By Jonathan Spicer
DAYTON, Ohio (Reuters) - A second Federal Reserve official has suggested that U.S. interest rates may have to remain near zero until the unemployment rate falls as low as 5.5 percent, lower than the 6.5 percent threshold the U.S. central bank has in mind.
Charles Evans, head of the Chicago Fed and an influential dove at the central bank, said on Thursday rates could stay at rock bottom until joblessness falls to 5.5 percent from the current lofty 7.7 percent, as long as inflation expectations remain lower than the Fed's 2-percent goal.
Arguably, that goes beyond the Fed's stated plan for rates, which have remained near zero since late 2008 to help drag the U.S. economy from recession. Under this plan, which Evans had a big hand in crafting, the Fed will keep rates ultra low until unemployment falls to 6.5 percent, as long as inflation expectations do not rise to 2.5 percent.
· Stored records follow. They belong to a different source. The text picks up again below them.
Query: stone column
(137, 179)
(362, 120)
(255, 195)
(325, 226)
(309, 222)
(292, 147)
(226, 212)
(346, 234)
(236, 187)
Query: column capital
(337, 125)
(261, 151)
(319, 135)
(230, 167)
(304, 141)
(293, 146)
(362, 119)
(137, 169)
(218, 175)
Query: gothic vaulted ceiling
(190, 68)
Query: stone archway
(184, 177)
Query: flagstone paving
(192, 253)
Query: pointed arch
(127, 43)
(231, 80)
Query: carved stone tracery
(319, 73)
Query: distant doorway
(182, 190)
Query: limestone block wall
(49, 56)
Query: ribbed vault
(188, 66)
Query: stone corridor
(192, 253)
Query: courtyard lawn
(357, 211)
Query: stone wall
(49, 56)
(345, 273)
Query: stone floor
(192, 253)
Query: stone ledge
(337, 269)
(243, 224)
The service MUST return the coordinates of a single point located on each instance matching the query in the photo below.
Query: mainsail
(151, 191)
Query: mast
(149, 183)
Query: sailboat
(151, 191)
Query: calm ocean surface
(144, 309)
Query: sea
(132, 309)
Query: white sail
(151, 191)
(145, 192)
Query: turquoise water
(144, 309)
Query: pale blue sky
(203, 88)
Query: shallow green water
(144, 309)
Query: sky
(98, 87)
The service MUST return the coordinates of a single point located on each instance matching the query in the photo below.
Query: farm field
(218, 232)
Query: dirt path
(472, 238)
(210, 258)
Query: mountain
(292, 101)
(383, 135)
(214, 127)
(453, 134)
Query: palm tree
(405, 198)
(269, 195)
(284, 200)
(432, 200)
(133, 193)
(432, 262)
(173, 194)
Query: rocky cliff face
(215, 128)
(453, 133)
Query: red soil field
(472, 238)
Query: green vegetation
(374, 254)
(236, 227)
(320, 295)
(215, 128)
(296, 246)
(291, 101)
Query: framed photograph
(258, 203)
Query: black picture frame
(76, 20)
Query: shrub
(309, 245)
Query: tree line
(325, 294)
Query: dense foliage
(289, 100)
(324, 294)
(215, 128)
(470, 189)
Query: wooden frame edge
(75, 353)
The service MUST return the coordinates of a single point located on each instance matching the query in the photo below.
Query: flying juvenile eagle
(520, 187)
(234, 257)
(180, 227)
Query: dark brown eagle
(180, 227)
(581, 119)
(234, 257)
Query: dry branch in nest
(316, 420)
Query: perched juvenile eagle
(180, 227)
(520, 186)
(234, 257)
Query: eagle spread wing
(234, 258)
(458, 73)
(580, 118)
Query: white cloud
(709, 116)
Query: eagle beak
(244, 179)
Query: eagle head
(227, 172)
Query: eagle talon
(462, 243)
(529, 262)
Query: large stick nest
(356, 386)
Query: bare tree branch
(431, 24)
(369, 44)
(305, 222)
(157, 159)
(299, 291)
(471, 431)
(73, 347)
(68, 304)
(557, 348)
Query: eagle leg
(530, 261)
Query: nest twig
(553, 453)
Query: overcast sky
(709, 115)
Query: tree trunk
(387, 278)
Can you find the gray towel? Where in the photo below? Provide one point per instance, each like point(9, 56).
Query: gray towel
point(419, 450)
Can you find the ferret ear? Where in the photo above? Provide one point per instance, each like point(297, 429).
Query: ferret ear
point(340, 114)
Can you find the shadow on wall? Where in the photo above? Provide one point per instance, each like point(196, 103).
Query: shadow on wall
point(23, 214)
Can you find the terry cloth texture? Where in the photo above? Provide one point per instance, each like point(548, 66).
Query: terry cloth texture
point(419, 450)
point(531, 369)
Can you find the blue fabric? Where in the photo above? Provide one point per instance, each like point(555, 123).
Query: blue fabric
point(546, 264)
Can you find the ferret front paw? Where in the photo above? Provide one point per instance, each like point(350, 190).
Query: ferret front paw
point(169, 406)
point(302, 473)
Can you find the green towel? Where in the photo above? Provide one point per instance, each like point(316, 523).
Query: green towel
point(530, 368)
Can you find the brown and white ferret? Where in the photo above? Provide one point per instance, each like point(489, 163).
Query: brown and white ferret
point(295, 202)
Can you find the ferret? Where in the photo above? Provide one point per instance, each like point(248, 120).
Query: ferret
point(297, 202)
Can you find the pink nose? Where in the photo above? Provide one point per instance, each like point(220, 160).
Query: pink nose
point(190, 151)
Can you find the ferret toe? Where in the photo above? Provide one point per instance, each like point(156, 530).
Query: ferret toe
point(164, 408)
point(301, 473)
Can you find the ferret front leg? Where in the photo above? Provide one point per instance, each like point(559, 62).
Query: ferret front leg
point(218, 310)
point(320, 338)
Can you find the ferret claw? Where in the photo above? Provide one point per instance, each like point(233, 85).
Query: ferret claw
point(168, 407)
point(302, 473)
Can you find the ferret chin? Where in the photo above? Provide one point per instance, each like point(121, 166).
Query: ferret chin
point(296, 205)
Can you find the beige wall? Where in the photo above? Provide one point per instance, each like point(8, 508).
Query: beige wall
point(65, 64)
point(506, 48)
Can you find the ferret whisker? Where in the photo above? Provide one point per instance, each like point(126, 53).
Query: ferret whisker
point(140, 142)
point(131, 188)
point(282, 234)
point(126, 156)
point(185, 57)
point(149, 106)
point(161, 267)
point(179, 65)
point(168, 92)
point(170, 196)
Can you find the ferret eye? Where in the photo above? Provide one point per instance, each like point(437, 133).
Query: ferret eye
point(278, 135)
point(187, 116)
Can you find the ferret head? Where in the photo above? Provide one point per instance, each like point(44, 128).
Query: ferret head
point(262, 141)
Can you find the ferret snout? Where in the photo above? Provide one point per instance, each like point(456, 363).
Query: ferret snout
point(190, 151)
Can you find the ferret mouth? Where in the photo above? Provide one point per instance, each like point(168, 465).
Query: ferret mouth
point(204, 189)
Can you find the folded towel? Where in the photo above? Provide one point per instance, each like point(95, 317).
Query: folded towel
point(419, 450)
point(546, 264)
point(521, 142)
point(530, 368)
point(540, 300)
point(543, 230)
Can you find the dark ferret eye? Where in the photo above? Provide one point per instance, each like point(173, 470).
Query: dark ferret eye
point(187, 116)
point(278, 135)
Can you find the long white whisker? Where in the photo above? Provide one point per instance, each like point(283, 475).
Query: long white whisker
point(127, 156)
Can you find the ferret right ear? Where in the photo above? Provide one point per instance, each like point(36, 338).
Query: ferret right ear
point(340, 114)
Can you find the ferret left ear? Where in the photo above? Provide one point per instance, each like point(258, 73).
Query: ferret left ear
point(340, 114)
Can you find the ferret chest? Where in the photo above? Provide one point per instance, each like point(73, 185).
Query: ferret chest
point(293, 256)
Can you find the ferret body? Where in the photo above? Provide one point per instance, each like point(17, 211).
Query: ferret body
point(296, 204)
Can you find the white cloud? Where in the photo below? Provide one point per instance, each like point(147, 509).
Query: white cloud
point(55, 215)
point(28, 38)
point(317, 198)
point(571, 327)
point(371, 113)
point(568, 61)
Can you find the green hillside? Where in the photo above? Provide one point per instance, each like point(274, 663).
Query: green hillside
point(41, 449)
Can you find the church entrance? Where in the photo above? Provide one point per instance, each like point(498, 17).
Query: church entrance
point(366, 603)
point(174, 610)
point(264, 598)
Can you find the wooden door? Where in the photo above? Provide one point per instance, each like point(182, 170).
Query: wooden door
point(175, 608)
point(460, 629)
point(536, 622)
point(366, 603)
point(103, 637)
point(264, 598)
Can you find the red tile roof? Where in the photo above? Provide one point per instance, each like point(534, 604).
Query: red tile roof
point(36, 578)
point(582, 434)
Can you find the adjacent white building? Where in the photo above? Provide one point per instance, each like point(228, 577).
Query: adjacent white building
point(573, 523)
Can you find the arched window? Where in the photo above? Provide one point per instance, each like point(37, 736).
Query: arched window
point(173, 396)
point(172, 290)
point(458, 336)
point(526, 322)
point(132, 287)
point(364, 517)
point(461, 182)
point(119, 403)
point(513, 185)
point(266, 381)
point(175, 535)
Evans's comments also appear to closer align him to Narayana Kocherlakota, president of the Minneapolis Fed, who has pitched a plan to lower the joblessness threshold to 5.5 percent. However, Evans stopped short of calling on the Fed to formally adjust its plan.
Getting to "6.5 percent could be a milepost along the way towards a much lower unemployment rate, perhaps as low as 5.5 percent as President Kocherlakota has mentioned," Evans, a voter on monetary policy this year, told reporters on the sidelines of the University of Dayton's RISE student investment forum.
If unemployment were to fall below 6.5 percent and annual inflation were still about 1.5 percent as it is now, Evans said, "I can't imagine why we would feel the need to start tightening policy, because we would be under-running our 2-percent goal."
This week, Kocherlakota again urged the Fed to lower its threshold for unemployment, arguing such a move would give the economy a bigger boost than the Fed's current promise.
Evans said he is "very sympathetic" to Kocherlakota's ideas, and has a "very complimentary" view of when rates should rise.
Still, Evans and Kocherlakota are on the extreme dovish end of the spectrum of the Fed's 19 policymakers.
There are hawks, for instance, who have expressed concerns about the interest-rate pledge the Fed made in December, arguing it could stoke inflation and asset bubbles.
Atlanta Fed President Dennis Lockhart, a centrist who appeared at the same forum here, said he does not see interest rates rising until 2015.
The Fed's official forecast is for 1.7 to 2.0 percent inflation by the end of 2015, with unemployment dropping to between 6.0 to 6.5 percent, at or below its rates threshold.
Besides the rates pledges, the Fed is buying $85 billion in Treasuries and mortgage-backed securities each month to push down long-term interest rates and encourage investing and hiring, and has vowed to continue the program until there is substantial improvement in the labor market outlook.
The U.S. unemployment rate is expected to remain at 7.7 percent when the March jobs report is released on Friday.
BANK OF JAPAN
Turning to the Bank of Japan's aggressive move on Thursday to boost the Japanese economy after two decades of stagflation, both Lockhart and Evans expressed that a stronger Japan would benefit economies globally.
"Having Japan over the last many years going in and out of deflationary periods and being poised on the knife's edge of deflation and reflation, versus growth, is not a healthy element of the global scene," Lockhart said.
"So their preparedness to take more aggressive action, if it works, will certainly help everyone," he said. "How it will work or how effective it will be, it's too early to say."
Central bankers globally on Thursday were digesting details of the BoJ's monetary stimulus plan, which in scope is unmatched by even the Fed's unprecedented actions to spur post-recession economic growth in the United States.
The BoJ promised to inject some $1.4 trillion into Japan's economy in less than two years, a radical gamble meant to boost growth and lift inflation expectations.
Evans called the BoJ's plan "pretty aggressive." "I certainly hope that every foreign central bank around the world is able to adopt policies that ultimately lead to the most vibrant economies that those economies can have because we need it around the world," Evans said.
Dallas Federal Reserve President Richard Fisher, a critic of the Fed's own stimulus program, said the BoJ's stimulus should not pressure the U.S. central bank to press on with its own asset-buying program.
"It's not my or anybody else's role to approve or disapprove," Fisher said on Bloomberg TV.